Hüseyin Çelik'ten Nermin Erbakan'a..
Önce, bir fıkra ile yazıya girelim..
Adamın biri “Kurban” mevzuunu anlatıyormuş:
"Çocuğu olmayan Hazreti Davut, Allah’a dua etmiş, 'Yarabbi bana bir
kız çocuğu ver, onu sana kurban edeyim' demiş. Dua tutmuş, Davut,
kızının adını Ayşe koymuş, gel zaman git zaman, çocuğun kurban
edileceği zaman gelmiş, Hazreti Davut kızı yatırmış, tam boğazını
kesip kurban edecekken, Azrail, gökten bir keçiyle çıkagelmiş,
‘kızı bırak, al bu keçiyi kurban et’ demiş"!.

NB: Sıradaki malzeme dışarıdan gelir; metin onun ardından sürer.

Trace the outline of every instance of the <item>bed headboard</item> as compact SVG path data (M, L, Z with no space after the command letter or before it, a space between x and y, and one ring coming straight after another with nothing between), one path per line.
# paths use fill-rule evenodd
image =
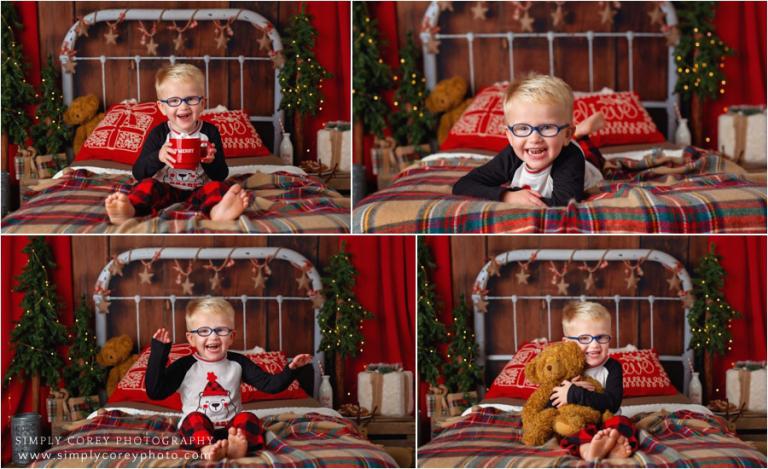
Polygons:
M555 67L555 42L557 41L558 44L563 43L572 43L572 44L580 44L581 42L585 42L586 49L587 49L587 64L586 68L587 72L589 74L589 90L588 91L595 91L596 85L595 85L595 41L598 39L623 39L626 40L627 43L627 66L628 66L628 87L626 91L637 91L635 84L636 79L639 78L639 76L636 75L637 71L635 70L634 66L634 58L635 58L635 48L637 47L636 44L639 44L643 41L650 40L658 40L658 38L665 38L665 34L662 32L646 32L646 31L621 31L621 32L597 32L597 31L568 31L568 32L561 32L561 31L534 31L534 32L514 32L510 30L503 30L505 28L504 24L497 24L498 31L493 32L473 32L473 31L459 31L459 32L451 32L451 33L445 33L445 32L439 32L440 26L439 26L439 20L441 15L441 8L440 3L443 2L437 2L432 1L429 6L427 7L426 11L424 12L422 22L421 22L421 32L420 32L420 38L422 42L422 50L424 54L424 75L427 81L427 88L432 89L432 87L435 86L435 84L438 82L438 65L437 65L437 59L438 55L440 54L440 48L437 49L437 52L434 51L433 48L429 47L430 40L437 40L440 42L444 41L460 41L466 43L466 50L467 50L467 58L468 58L468 75L469 75L469 86L470 91L472 94L475 93L477 87L476 87L476 57L475 57L475 43L479 41L488 41L488 40L506 40L506 59L509 65L509 74L506 77L496 77L495 81L504 81L509 80L512 81L515 79L515 76L519 76L523 73L528 72L529 70L524 69L523 67L516 67L515 64L515 40L525 40L525 39L546 39L547 41L547 55L546 60L548 63L548 73L550 75L557 75L562 76L562 70L558 70L557 67ZM456 2L458 3L458 2ZM465 3L464 9L467 9ZM501 8L504 6L511 7L510 5L513 2L492 2L494 5L496 5L496 8ZM553 4L554 2L514 2L514 3L528 3L528 4ZM558 2L559 3L559 2ZM562 2L564 4L567 4L568 8L574 8L578 6L582 6L582 8L588 8L584 6L582 2ZM607 2L606 2L607 3ZM668 27L672 27L677 25L677 14L675 13L674 6L672 5L672 2L660 2L660 8L663 11L665 18L666 18L666 24ZM453 10L453 7L451 7L451 10ZM594 12L597 14L597 12ZM527 13L526 13L527 14ZM501 23L501 22L499 22ZM618 52L617 52L618 53ZM447 54L448 58L451 58L452 54ZM543 60L542 60L543 61ZM566 61L568 64L568 67L583 67L582 64L573 64L572 62L575 61ZM641 72L645 72L647 68L638 67ZM665 99L663 100L642 100L642 104L648 108L648 109L661 109L666 112L667 116L667 138L669 140L673 140L673 136L675 134L675 129L677 127L677 121L676 121L676 113L674 106L678 102L678 96L674 92L675 84L677 83L677 66L675 65L675 56L674 56L674 47L667 46L667 60L666 60L666 69L667 69L667 76L666 76L666 93L665 93ZM655 71L654 71L655 72ZM580 90L585 91L585 90ZM625 91L625 90L616 90L616 91ZM641 96L642 99L642 96Z
M76 52L76 42L78 40L78 24L79 22L76 22L73 24L69 30L67 31L66 35L64 36L64 40L61 43L61 50L59 52L59 60L61 61L61 71L62 71L62 88L64 93L64 103L69 104L74 99L74 77L72 73L68 73L67 71L67 65L74 61L74 63L80 62L80 61L95 61L100 64L101 69L101 98L102 102L104 104L104 108L107 108L107 83L109 82L109 79L107 77L106 72L106 64L108 61L123 61L125 62L126 66L128 67L135 67L135 74L136 74L136 96L134 98L138 101L142 100L141 95L141 65L142 62L147 61L168 61L170 63L175 63L176 61L190 61L190 62L202 62L203 64L203 73L205 75L205 96L208 98L210 96L210 88L209 88L209 73L210 73L210 67L212 63L215 62L221 62L224 64L228 63L237 63L239 68L239 83L240 83L240 103L239 103L239 109L244 109L244 92L246 90L248 91L264 91L259 90L256 86L246 86L244 84L244 71L243 66L246 63L249 62L273 62L273 58L276 56L279 56L282 54L283 50L283 44L280 40L280 34L278 34L277 30L274 28L274 26L267 21L266 18L261 16L260 14L250 11L250 10L242 10L242 9L234 9L234 8L221 8L221 9L189 9L189 10L175 10L175 9L112 9L112 10L98 10L92 13L89 13L85 15L82 18L82 21L87 23L88 25L93 25L99 22L115 22L118 21L119 18L122 17L122 21L130 22L130 21L224 21L227 22L230 19L233 19L233 21L244 21L249 24L251 24L255 29L258 29L260 31L263 31L264 34L269 38L271 42L272 51L270 51L267 55L264 56L234 56L230 57L228 55L220 55L220 56L213 56L213 55L169 55L169 56L154 56L154 55L142 55L142 54L135 54L135 55L123 55L123 56L115 56L115 55L109 55L108 50L105 50L104 54L101 55L77 55L75 56ZM189 32L195 31L194 29L190 29ZM189 33L187 32L187 34ZM255 38L254 38L255 39ZM109 46L106 46L109 47ZM276 62L277 63L277 62ZM281 92L280 92L280 82L278 80L278 74L280 72L279 67L274 67L274 99L273 99L273 112L271 115L250 115L250 119L252 122L269 122L272 124L273 132L274 132L274 144L273 144L273 152L277 154L277 148L280 145L280 139L282 138L282 132L281 132L281 126L280 121L283 119L283 111L279 109L280 107L280 100L281 100ZM125 98L129 98L126 96ZM146 96L144 97L147 98ZM231 103L229 103L231 105Z
M254 340L249 342L247 335L247 319L249 315L253 314L253 311L249 308L250 305L254 305L257 302L272 302L277 307L277 335L278 335L278 349L283 350L284 345L284 333L288 333L288 338L291 337L291 331L284 331L283 318L285 314L296 314L294 308L290 307L291 303L296 302L312 302L314 317L314 331L313 331L313 350L314 353L313 368L314 368L314 395L318 395L318 390L321 381L321 364L323 363L323 352L317 352L320 341L321 333L318 326L317 316L320 312L319 305L316 303L317 294L322 290L323 284L320 278L320 274L314 265L303 255L296 251L278 248L278 247L258 247L258 248L138 248L130 251L125 251L118 254L115 259L110 260L99 273L94 288L93 301L96 308L96 340L98 345L103 345L108 336L107 321L111 318L110 307L112 303L126 302L127 304L134 305L135 311L135 342L141 350L141 347L148 345L142 343L142 337L147 337L147 332L142 333L142 325L147 326L148 318L146 314L151 314L152 311L156 311L158 308L157 303L168 304L170 317L164 318L164 326L168 327L167 322L170 322L172 342L176 343L178 340L184 340L185 331L177 331L176 323L178 321L183 322L184 310L177 311L177 303L180 301L188 301L196 298L204 298L207 295L175 295L175 294L141 294L142 284L137 282L137 286L134 287L135 294L116 294L112 295L111 291L114 289L113 283L113 266L117 261L124 264L126 267L131 263L141 263L149 261L216 261L219 265L222 265L228 260L234 262L237 261L285 261L290 263L294 268L300 269L309 278L308 296L288 296L288 295L253 295L242 294L238 296L223 295L223 297L233 303L235 310L238 309L242 312L242 325L238 325L238 329L241 330L240 336L243 340L243 349L253 348L254 345L264 346L265 344L256 344ZM215 264L214 264L215 265ZM239 308L238 308L239 306ZM157 319L157 318L153 318ZM151 331L149 332L151 335Z
M495 260L495 264L492 266L493 260ZM689 363L688 360L693 359L693 352L688 349L691 339L691 331L687 321L688 306L686 297L688 292L692 290L692 284L688 272L677 259L670 256L669 254L653 249L518 249L502 252L496 255L492 261L488 261L477 274L472 294L472 302L474 305L474 327L479 346L478 362L480 365L483 365L487 368L486 365L491 362L506 363L512 359L514 352L519 348L520 345L535 338L520 337L518 334L518 313L519 310L522 309L521 306L525 302L542 302L545 314L542 314L541 316L545 316L546 318L542 318L542 320L546 322L546 335L547 339L550 341L558 341L561 337L559 335L561 331L560 324L557 324L555 328L552 326L552 323L554 322L554 311L552 305L553 302L580 300L597 301L603 303L606 307L608 307L609 311L613 312L612 327L615 329L615 337L614 342L611 345L612 347L621 347L622 345L626 345L626 343L622 343L622 334L620 333L620 329L622 327L622 319L626 319L626 314L622 314L622 305L628 305L632 302L639 303L640 305L643 305L641 314L647 315L647 321L643 322L646 327L642 331L642 334L639 333L638 335L649 337L650 343L648 345L650 345L651 348L657 346L655 343L656 328L654 327L654 316L656 316L656 314L654 305L658 305L660 303L668 303L669 306L682 305L682 308L674 307L671 309L663 309L665 314L676 312L677 314L682 315L683 343L677 344L679 346L678 349L682 350L682 352L679 355L662 354L660 355L659 359L662 361L662 363L680 363L683 370L683 392L687 393L688 382L691 378L690 369L687 365ZM553 262L553 264L549 264L550 262ZM496 294L492 291L489 291L490 289L488 288L488 283L490 280L490 275L505 265L517 264L518 272L523 269L523 266L525 266L525 271L528 272L529 269L532 269L530 264L545 263L545 265L554 266L554 269L558 270L560 273L564 273L566 268L554 263L567 262L578 262L578 266L586 266L594 271L597 271L597 266L602 265L603 263L607 264L605 264L601 269L606 269L610 264L614 264L614 267L615 264L618 264L619 266L625 266L624 268L628 268L626 266L641 266L641 268L645 268L646 270L648 270L648 267L643 267L645 262L656 263L662 266L663 269L668 272L670 279L672 276L676 276L680 282L680 287L677 291L677 294L668 296L652 294L638 295L636 292L632 291L630 291L628 294L627 288L624 288L621 293L616 292L613 295L567 295L561 294L561 291L554 286L552 287L552 290L557 290L558 294L517 294L516 291L510 292L511 294ZM585 262L589 264L583 264ZM541 268L541 266L538 267ZM607 272L608 271L611 271L611 269L608 269ZM552 274L552 278L557 278L557 275ZM555 285L554 280L552 281L552 285ZM670 285L672 285L672 283ZM509 302L509 307L497 307L495 309L489 309L485 306L485 304L491 302ZM612 305L612 307L609 305ZM656 309L659 310L660 308L657 306ZM512 334L513 336L512 344L514 346L514 350L511 350L511 353L487 353L489 349L489 343L486 335L486 319L487 315L491 314L491 312L495 314L509 314L512 317L512 330L507 331L507 333ZM559 317L559 314L557 316ZM527 319L531 320L531 317L529 316ZM679 320L680 318L678 317L676 319ZM637 327L641 328L643 324L638 324ZM667 321L662 320L662 324L675 324L675 322L668 319ZM542 328L539 327L539 329L541 330ZM635 345L639 346L640 344Z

Dinleyenlerden biri dayanamamış:
"Yahu bunun neresini düzelteyim; Hz.Davut değil Hz. İbrahim; kız
değil erkek; Ayşe değil İsmail; gökten inen melek, Azrail değil
Cebrail; getirdiği keçi değil, koç"!.
Evet, beyinsiz bir akıl ile duygusuz bir vicdan, yoğurtsuz cacığa
benzer; suyun içine sadece salatalık katmış olmanız, ortaya çıkan
“şey”in cacık olduğunu göstermez..
Bazı laikçi kesimlerin “Bu şeriatçılar Gelibolu, Conkbayırı’nı
ziyaret ederek, Çanakkale’yi Anıtkabir yerine ikame ediyor” cümlesi
ile bazı muhafazakar isimlerin “Necef, Çanakkale’den daha
faziletlidir” şeklindeki "kıyas sakatlığı"nı içeren sözleri
arasında nitelik itibariyle bir fark bulunmaması bu
minvaldendir..
Kendisine “2.Cumhuriyetçilerin korkulu rüyası” diye güya paye
verilen bir "kötü şair"in yaptığı gibi, bazılarının sürekli olarak
“korkutucu” tavırlar sergileyip zihinlerini zorlaması ve
kendilerini bir rüya aleminde görüp gerçek dünyadan uzaklaşması
kaçınılmaz hale geliyor.
Oysa bilinir ki "rüya" başka bir şeydir, "hayal alemi" ise başka
bir şeydir..
Kabus ise "bambaşka" bir şeydir!
Birikimli, cesaretli, konusuna hakim ve tam bir entelektüel insan
olan bir Milli Eğitim Bakanı “bir şey” yapmaya çalışıyor, ama bazı
“kabus senaristleri ve rejisörleri”, bazı “figüran”ları da yanına
alarak, “Hayır bu bir şey yapmıyor, çok şey yapmak için bir şey
yapıyor” gibi niyetlerden vazife çıkarmaya çalışıyor..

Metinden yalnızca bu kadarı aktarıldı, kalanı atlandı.